Migranten-Schmuggler in Italien festgenommen

Eine kriminelle Bande, die regelmäßig Migrant:innen von Tunesien aus nach Italien schmuggelte, wurde von den italienischen Behörden abgefangen, als sie Sizilien verlassen wollte.

EURACTIV.it
Migrants housed temporarily in sports facility of Catania
Sie wollten offenbar von Sizilien nach Tunesien fahren, um eine "Ladung" Migranten abzuholen und nach Italien zu bringen. Die Schmuggler sollen den Bootsführern, die die italienische Insel verließen, gesagt haben, dass sie die Migrant:innen "auf hoher See entsorgen" sollten, falls es Probleme geben sollte, beispielsweise einen Motorschaden. [EPA-EFE/ORIETTA SCARDINO]

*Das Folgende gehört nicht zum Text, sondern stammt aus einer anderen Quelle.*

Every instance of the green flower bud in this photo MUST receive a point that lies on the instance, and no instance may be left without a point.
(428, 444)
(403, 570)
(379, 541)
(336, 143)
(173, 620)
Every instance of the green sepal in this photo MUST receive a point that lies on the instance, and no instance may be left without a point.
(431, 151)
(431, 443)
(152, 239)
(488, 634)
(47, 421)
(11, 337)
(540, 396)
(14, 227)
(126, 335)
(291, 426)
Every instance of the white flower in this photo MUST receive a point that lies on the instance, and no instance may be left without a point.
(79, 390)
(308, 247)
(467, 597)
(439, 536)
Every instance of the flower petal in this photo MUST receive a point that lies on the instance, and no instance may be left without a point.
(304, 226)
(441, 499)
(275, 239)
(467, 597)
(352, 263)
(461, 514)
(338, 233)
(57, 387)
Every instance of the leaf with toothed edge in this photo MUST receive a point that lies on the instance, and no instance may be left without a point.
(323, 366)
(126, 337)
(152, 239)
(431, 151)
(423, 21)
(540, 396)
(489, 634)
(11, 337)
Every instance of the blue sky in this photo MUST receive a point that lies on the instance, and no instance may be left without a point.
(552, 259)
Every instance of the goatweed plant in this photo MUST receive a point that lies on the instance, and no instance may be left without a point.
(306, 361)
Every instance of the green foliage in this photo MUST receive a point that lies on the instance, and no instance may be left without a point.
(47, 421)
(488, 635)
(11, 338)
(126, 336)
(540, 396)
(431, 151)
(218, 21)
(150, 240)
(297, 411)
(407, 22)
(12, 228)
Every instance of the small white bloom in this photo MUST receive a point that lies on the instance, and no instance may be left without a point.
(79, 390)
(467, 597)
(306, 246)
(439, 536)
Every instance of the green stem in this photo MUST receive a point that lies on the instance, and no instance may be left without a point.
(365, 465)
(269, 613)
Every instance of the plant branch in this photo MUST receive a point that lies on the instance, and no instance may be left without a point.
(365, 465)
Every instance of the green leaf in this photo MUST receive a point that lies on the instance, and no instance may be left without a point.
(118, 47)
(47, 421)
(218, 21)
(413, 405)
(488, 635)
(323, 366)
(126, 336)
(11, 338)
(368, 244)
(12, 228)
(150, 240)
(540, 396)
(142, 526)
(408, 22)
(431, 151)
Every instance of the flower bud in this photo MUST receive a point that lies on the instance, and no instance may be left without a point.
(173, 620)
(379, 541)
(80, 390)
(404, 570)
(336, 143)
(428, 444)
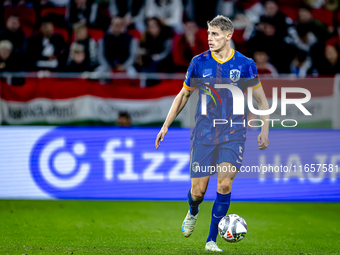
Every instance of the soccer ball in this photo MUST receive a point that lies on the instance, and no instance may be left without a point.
(232, 228)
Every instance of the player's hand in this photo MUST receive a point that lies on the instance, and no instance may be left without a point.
(262, 140)
(160, 137)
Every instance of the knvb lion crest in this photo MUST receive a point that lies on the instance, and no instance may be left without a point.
(235, 75)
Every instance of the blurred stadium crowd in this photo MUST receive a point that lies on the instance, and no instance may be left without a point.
(282, 36)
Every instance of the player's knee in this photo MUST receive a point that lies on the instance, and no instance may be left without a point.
(224, 185)
(197, 192)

Eine kriminelle Bande, die regelmäßig Migrant:innen von Tunesien aus nach Italien schmuggelte, wurde von den italienischen Behörden abgefangen, als sie Sizilien verlassen wollte.

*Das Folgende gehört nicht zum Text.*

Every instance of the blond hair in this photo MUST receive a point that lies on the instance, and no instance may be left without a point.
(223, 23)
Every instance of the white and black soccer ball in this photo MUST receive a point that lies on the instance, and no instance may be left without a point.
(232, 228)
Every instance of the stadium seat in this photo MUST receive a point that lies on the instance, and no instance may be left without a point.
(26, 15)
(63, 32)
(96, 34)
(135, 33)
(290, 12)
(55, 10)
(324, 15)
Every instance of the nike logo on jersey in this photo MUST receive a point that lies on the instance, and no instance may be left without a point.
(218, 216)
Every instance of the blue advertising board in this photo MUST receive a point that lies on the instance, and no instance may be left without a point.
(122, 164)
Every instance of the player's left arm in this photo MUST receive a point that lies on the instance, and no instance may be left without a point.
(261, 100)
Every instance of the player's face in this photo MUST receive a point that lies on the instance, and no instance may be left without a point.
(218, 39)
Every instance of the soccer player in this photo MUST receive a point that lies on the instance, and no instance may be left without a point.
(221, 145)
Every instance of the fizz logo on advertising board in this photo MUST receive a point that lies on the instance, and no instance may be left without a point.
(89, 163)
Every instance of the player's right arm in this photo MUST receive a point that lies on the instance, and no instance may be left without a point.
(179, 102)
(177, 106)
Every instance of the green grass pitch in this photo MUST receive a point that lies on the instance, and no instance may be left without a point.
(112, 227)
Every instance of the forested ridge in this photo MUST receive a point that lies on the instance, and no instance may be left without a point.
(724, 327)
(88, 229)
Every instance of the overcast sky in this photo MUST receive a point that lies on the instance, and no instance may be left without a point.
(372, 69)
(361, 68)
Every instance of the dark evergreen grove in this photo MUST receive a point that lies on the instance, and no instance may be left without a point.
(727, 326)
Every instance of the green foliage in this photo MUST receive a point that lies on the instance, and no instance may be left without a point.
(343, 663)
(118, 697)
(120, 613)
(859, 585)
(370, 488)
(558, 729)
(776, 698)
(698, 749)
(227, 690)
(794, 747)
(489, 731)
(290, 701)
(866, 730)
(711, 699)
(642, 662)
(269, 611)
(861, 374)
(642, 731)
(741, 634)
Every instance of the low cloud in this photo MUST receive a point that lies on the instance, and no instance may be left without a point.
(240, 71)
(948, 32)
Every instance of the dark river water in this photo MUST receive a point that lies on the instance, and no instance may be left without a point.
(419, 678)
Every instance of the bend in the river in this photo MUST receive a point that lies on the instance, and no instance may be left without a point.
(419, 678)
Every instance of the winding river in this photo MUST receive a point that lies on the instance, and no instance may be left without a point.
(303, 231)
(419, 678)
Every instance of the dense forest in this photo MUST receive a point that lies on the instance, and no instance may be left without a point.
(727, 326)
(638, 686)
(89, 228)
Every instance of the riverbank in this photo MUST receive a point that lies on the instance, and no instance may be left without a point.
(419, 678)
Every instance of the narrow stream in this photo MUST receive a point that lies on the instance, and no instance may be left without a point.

Sie wollten offenbar von Sizilien nach Tunesien fahren, um eine „Ladung“ Migranten abzuholen und nach Italien zu bringen. Die Schmuggler sollen den Bootsführern, die die italienische Insel verließen, gesagt haben, dass sie die Migrant:innen „auf hoher See entsorgen“ sollten, falls es Probleme geben sollte, beispielsweise einen Motorschaden.

Bei den Schmugglern handelte es sich um elf Tunesier und sieben Italiener. Für zwölf von ihnen wurde eine Haftstrafe angeordnet, für die übrigen Hausarrest. Sechs der Empfänger sind noch immer unauffindbar, einer befand sich bereits im Gefängnis und ein weiterer war kürzlich aus dem Gefängnis entlassen worden und wartete auf seine Rückführung.

Die Ermittlungen wurden am 21. Februar 2019 eingeleitet, als ein 10 Meter langes Fiberglasboot mit zwei 200-PS-Motoren, das, wie sich später herausstellte, in Sizilien gestohlen worden war, an der Küste gefunden wurde.

Die Polizei konnte es einem tunesischstämmigen Ehepaar zuordnen, das laut Staatsanwaltschaft Dutzenden von Menschen, hauptsächlich nordafrikanischer Herkunft, die illegale Einreise nach Italien ermöglicht haben soll.

„Es gibt ernstzunehmende Hinweise auf die Beteiligung an einer kriminellen Organisation, die sich der Beihilfe zu schwerer illegaler Einwanderung verschrieben hat“, die „grenzüberschreitend ist, da sie in mehreren Staaten operiert“, so die italienischen Ermittler.

Ebenfalls bestritten wird der erschwerende Umstand, die von ihnen transportierten Migrant:innen einer ernsthaften Gefahr für ihr Leben ausgesetzt und sie einer unmenschlichen und erniedrigenden Behandlung unterzogen zu haben.

Die mutmaßliche kriminelle Vereinigung verfügte über strategische Punkte in Sizilien und operierte in den Meeresarmen zwischen den tunesischen Städten Al Haouaria, Dar Allouche und Korba und den Provinzen Caltanissetta, Trapani und Agrigento, um die italienischen Küsten in weniger als vier Stunden zu erreichen.

Der Staatsanwaltschaft zufolge transportierten sie jeweils zwischen 10 und 30 Personen. Der Preis pro Person, der vor der Abfahrt in Tunesien in bar bezahlt wurde, soll zwischen 3.000 und 5.000 Euro betragen haben. Der mutmaßliche Gewinn der kriminellen Organisation soll nach Schätzungen der Ermittler zwischen 30.000 und 70.000 € pro Fahrt gelegen haben.